What thing is responsible for the explicit line joining?
Asked Answered
E

0

7

It seems that the Python tokenizer isn't responsible for the explicit line joining. I mean if we write the following code in file script.py:

"one \
two"

and then type python -m tokenize script.py in the command prompt, we will got the following table:

0,0-0,0:            ENCODING       'utf-8'
1,0-2,4:            STRING         '"one \\\ntwo"'
2,4-2,5:            NEWLINE        '\n'
3,0-3,0:            ENDMARKER      ''

This means that the second token contains the string '"one \\\ntwo"'. But I expected it to be the string '"one two"' instead. So what thing actually handles the explicit line joining in Python? Maybe the Python parser does it?
Or maybe there is some separate "evaluation stage" between the tokenization and parsing stages, where each token string is transformed into a more convenient representation for parsing (this stage is responsible for explicit line joining)?

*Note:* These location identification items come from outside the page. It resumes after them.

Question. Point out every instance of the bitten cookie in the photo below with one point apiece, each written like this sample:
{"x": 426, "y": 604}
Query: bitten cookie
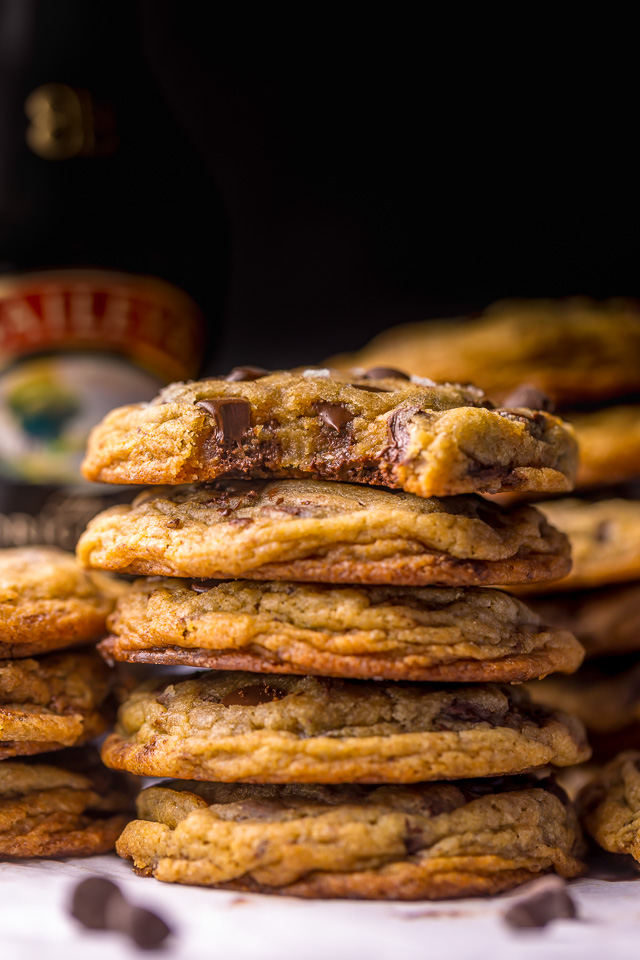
{"x": 48, "y": 810}
{"x": 429, "y": 841}
{"x": 575, "y": 350}
{"x": 47, "y": 601}
{"x": 282, "y": 729}
{"x": 53, "y": 702}
{"x": 610, "y": 805}
{"x": 380, "y": 428}
{"x": 323, "y": 532}
{"x": 395, "y": 633}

Wikipedia has some words about the evaluation stage in the general programming context (i.e. it doesn't talk specifically about Python), but this description is not very clear for me, and I couldn't come up with any more examples (besides the explicit line joining in string literal) when such a potential evaluation is necessary in Python. And the existence of such evaluation stage would mean that the parser doesn't get its input directly from the tokenizer...

I also tested how the Python tokenizer treats the explicit line joining outside the string literals. I entered

2 + \
3

And got the following tokens:

0,0-0,0:            ENCODING       'utf-8'
1,0-1,1:            NUMBER         '2'
1,2-1,3:            OP             '+'
2,0-2,1:            NUMBER         '3'
2,1-2,2:            NEWLINE        '\n'
3,0-3,0:            ENDMARKER      ''

In this case the tokenizer simply removed the \ symbol, as I expected.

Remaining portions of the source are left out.